Nova Act represents a concrete entry by Amazon into the competitive market for computer-use and web-automation agents, alongside OpenAI Operator and its Computer-Using Agent, Anthropic's computer use capability, and Google DeepMind's Project Mariner.[2] Rather than competing primarily on flashy autonomous demos, Amazon's pitch centered on engineering for reliability: decomposing tasks into testable units, blending natural language with code, and giving developers the tools to verify behavior before deployment.

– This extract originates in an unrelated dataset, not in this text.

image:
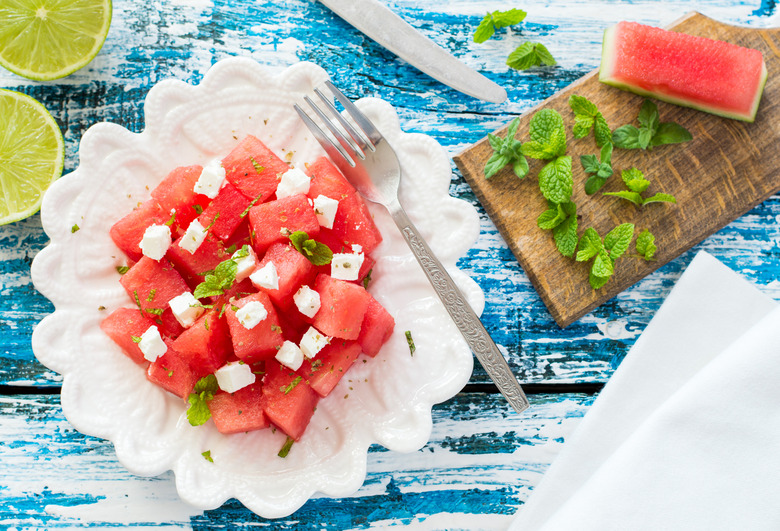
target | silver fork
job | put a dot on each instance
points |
(371, 165)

That emphasis carried into the product's evolution. Over 2025 the offering moved from a research-preview SDK to an IDE extension and then, on December 2, 2025, to a generally available AWS service that Amazon said delivers roughly 90 percent reliability on UI-based workflows, with early adopters including the car-rental company Hertz, which reported accelerating QA testing by about five times, password manager 1Password, and automation firm Sola Systems running hundreds of thousands of operations per month.[3] At the same time, the February 2026 departure of David Luan and the reorganization of Amazon's AGI leadership underscored the volatility around the high-profile Adept hires even as the technology they helped build shipped into production.[4] As an example of the industry shift from chat-based assistants toward agents that take real actions, Nova Act illustrates both the promise and the engineering challenges of making web automation dependable enough for production use.